And finally, giving an Baidu encyclopedic triple target similarity calculation formula (7):
Figure GDA0002745565490000113
the specific algorithm is as follows:
algorithm Choose (O, Map _ B, T)
Inputting: baidu encyclopedia body O, initial similarity set Map _ B of triples and tag set T
And (3) outputting: triple target similarity set Map _ B 'behind data field'
Figure GDA0002745565490000114
Figure GDA0002745565490000121
Sequencing the original document and the document processed by the data field from big to small according to the similarity, so that the method has a good effect on the rank reduction of the marked N, namely the incorrect triple, and is more beneficial to denoising and optimizing a knowledge base.
And S16, carrying out knowledge denoising according to the similarity of the Infobox knowledge triple target.
And after the initial similarity is subjected to data field processing, sorting in a descending order according to the target similarity value. For a sub-concept document, according to the thought of the golden section point, the number of the triples marked with N in the last 41% of the triples is obtained, the triples are compared with the number of N in the last 41% of the initial similarity without data field processing, and the result is reasonably analyzed and compared.
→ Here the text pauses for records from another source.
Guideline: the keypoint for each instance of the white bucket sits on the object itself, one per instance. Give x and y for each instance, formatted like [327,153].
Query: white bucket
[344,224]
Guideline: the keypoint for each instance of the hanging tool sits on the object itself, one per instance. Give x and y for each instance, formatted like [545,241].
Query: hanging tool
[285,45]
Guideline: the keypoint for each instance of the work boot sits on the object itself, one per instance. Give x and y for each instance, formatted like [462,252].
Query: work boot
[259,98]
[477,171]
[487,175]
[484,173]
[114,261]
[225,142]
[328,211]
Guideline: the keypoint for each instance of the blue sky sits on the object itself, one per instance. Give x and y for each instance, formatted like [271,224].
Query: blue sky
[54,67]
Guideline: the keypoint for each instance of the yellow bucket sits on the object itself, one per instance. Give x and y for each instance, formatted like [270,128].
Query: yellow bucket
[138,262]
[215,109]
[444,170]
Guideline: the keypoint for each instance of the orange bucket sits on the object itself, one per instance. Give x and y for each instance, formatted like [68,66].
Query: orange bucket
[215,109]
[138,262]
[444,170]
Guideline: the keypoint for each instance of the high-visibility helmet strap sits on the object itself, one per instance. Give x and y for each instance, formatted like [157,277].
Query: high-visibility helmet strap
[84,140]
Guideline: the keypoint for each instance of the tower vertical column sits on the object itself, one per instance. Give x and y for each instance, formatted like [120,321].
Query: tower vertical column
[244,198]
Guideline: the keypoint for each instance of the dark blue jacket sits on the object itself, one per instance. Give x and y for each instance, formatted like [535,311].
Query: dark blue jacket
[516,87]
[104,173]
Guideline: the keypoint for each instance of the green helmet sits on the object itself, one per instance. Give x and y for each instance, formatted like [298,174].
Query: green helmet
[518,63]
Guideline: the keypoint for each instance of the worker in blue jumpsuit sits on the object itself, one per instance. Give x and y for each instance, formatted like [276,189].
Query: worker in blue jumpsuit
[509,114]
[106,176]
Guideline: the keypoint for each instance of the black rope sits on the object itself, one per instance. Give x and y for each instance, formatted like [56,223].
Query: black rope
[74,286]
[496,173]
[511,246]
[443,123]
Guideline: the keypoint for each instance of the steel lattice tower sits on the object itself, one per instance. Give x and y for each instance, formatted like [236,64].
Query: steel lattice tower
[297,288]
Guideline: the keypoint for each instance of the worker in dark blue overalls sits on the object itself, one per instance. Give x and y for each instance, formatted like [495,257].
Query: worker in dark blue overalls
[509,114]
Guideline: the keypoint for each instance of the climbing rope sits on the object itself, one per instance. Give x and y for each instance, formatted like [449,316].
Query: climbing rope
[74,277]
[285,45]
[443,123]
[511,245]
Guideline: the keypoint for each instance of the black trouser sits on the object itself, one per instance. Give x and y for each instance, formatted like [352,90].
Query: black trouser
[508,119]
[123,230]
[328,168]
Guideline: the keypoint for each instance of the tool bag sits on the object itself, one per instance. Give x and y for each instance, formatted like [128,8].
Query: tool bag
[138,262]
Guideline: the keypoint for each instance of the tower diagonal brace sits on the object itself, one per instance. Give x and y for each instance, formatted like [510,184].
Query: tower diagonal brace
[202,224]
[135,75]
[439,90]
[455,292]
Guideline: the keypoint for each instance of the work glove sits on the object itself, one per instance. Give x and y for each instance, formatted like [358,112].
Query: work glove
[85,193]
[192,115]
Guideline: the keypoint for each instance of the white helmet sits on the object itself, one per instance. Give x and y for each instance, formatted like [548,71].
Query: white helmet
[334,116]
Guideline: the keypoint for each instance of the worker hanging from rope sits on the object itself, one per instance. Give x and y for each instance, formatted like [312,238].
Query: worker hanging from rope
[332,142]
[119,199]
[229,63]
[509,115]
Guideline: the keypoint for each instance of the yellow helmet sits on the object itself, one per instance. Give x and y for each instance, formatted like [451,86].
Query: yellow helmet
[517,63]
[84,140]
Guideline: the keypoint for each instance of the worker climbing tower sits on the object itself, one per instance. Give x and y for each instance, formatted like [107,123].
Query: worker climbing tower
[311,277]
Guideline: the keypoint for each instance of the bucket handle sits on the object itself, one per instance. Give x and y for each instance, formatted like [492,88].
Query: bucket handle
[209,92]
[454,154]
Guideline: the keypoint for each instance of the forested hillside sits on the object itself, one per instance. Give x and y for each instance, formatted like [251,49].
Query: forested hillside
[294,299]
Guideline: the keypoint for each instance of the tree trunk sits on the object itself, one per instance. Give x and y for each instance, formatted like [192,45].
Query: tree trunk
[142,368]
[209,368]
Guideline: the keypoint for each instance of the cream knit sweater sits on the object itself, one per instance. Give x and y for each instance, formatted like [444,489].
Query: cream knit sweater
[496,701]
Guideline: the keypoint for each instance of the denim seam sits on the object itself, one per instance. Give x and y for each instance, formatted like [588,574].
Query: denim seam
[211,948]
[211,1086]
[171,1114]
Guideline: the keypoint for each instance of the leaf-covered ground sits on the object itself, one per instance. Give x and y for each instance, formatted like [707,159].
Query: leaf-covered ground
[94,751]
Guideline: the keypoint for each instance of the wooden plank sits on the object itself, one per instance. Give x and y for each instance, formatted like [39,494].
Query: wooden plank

Specifically, according to the calculated target similarity, similarity ranking is performed, and ranked triples with a predetermined proportion are removed. For example, triples ranked 41% later are removed.
The Chinese network encyclopedia knowledge denoising method provided by the embodiment of the invention is based on the fusion of an editing distance and a synonym forest method, a knowledge triple data field is constructed by means of vocabulary entry labels to denoise massive knowledge triples firstly, so that the phenomenon of massive repeated ambiguity in a Chinese open encyclopedia knowledge base is reduced as much as possible, and the problems of semantic repetition, synonymy, improper classification of knowledge triples and the like when the Chinese knowledge base is constructed facing network encyclopedia in the prior art are solved.
In order to further explain the technical scheme, the invention also provides an embodiment of a Chinese network encyclopedia knowledge denoising system.
Fig. 2 is a schematic structural diagram of a network encyclopedia knowledge denoising system in an embodiment of the present invention. Referring to fig. 2, the system for denoising chinese network encyclopedia knowledge in the embodiment of the present invention includes: a collection module 21, an acquisition module 22, a calculation module 23 and a denoising module 24.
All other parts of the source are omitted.